Douglas County students are back in district schools.
The Douglas County School District brought students back to class 20% at a time the week of Aug. 17, meaning students would have one day of school that week, as they underwent orientation for a starkly different school year than those of pre-pandemic times.
The third-largest school district in Colorado with 68,000 students — and Douglas County’s largest employer, with 8,300 people on the district’s payroll — DCSD opted for a “hybrid” learning model during the on-going COVID-19 health crisis.
Students enrolled in hybrid learning will attend two days in-person and three days online at home each week.
Several students who were first to return on Aug. 17 said they are glad to be back with friends and teachers and that they enjoy smaller class sizes. But they also miss friends placed in a different cohort and are uneasy with some changes in place this year.
Students have been divided into two groups — called cohorts — cutting typical class sizes in half for the 2020-21 school year. The cohorts will alternate in-person and online learning days.

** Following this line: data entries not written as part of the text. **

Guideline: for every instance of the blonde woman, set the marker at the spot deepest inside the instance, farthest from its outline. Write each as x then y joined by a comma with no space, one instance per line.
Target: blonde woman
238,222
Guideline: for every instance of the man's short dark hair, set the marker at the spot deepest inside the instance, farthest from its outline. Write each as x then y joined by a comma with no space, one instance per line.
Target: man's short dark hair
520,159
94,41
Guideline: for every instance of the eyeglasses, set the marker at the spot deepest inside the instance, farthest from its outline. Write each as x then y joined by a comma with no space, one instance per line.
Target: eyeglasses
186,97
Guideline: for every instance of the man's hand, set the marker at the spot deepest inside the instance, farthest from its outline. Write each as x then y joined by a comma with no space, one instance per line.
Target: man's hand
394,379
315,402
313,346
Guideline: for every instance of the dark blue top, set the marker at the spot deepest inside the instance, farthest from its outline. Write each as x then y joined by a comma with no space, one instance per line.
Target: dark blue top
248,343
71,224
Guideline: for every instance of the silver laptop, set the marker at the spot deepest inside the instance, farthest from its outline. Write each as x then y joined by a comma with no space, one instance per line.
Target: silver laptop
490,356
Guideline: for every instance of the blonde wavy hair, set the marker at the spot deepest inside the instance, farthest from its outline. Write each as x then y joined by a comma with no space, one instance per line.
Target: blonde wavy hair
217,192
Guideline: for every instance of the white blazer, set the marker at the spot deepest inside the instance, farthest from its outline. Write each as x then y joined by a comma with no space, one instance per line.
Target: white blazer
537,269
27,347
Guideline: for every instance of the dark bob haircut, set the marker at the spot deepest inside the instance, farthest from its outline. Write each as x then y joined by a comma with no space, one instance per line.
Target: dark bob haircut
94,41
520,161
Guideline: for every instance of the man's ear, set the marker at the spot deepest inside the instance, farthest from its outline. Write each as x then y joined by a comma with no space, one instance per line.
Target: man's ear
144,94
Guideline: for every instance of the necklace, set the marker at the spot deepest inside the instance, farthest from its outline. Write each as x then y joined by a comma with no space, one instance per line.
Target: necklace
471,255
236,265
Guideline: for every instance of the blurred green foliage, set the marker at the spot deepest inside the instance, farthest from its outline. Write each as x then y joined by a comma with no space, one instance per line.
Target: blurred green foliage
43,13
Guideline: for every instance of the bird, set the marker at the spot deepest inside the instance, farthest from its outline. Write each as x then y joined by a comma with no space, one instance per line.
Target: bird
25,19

Keirra Griffith, 10, who is in fifth grade at Soaring Hawk Elementary School in Castle Rock, said she spent her first day talking with teachers, playing games and learning about changes to this year.
Teachers told students they would wipe down tables and chairs between classes. Students have to wear a mask inside but not outside. At lunch Keirra ate at tables with three students seated on each side and six at each table maximum.
“I wanted to go back but I wasn’t worried if it wasn’t able to, because I didn’t mind doing it online,” she said.
Keirra’s parents, Sean and Kelley Griffith, said that like many families, they were nervous about the return of students, but also excited for their children to have some normalcy. And as two working parents, full online learning is not feasible for their family, Kelley said.
This district offered 100% online learning to families an as alternative to hybrid learning.
Sean checks virus data daily, he said. He expects an outbreak will be inevitable with students back in schools. It’s up to parents, the Griffiths said, to be responsible and keep sick children home.
Kelley said they are satisfied with precautions put in place by the district and are settling in to a new normal amid COVID-19.
“I think to a degree we have to learn to live with it,” she said.
Their main hope is that students have more structure in online learning than they did during the emergency switch to remote learning in the spring.
At Trailblazer Elementary School in Highlands Ranch, some students said they did not like having to wear masks while indoors.
“I can’t understand anyone,” said fifth-grader Anya Fournier, 10.
Anya’s mom, Aimee Fournier, made sure her children were ready for each day by packing their backpacks with extra masks and hand sanitizer. In their lunchboxes, she put more hand sanitizer and a note: “Please wash your hands before you eat.”
Her children are somewhat anxious about wearing masks and about the chance of getting sick, she said.
“The small class size is exciting,” Fournier said. “I don’t fully understand (the at-home portion) yet. I don’t know if it’s online or assignments at home that support what they’re learning.”
Jenny Guenther, whose children Alex and Brady attend Cougar Run Elementary School in Highlands Ranch, echoed Fournier. The one piece about hybrid schooling she still needs more answers about is how online learning days will work, she said.
Still, she feels Cougar Run has gone “above and beyond” communicating with families.
Teachers sent families a video tour of the classrooms the week before orientation to give parents and families a look at school, which she said calmed her children’s nerves.
Her 11-year-old daughter Alex, a sixth-grader at Cougar Run, was also impressed. She feels her teachers are well organized.
“The videos that my teacher made were so nice because they showed us what it would look like,” Alex said.
Brady is also excited to be back. He loves his small class and wishes he could go to school with them every day. School is “kind of weird” this year, he said, and his teachers braced him for many changes.
“We’re going to be doing some unusual stuff, like we can’t really do regular school work, like we can’t have partners,” he said. “Some of it’s OK, some of it’s really not.”
Reporters Elliott Wenzler and Nick Puckett contributed to this story.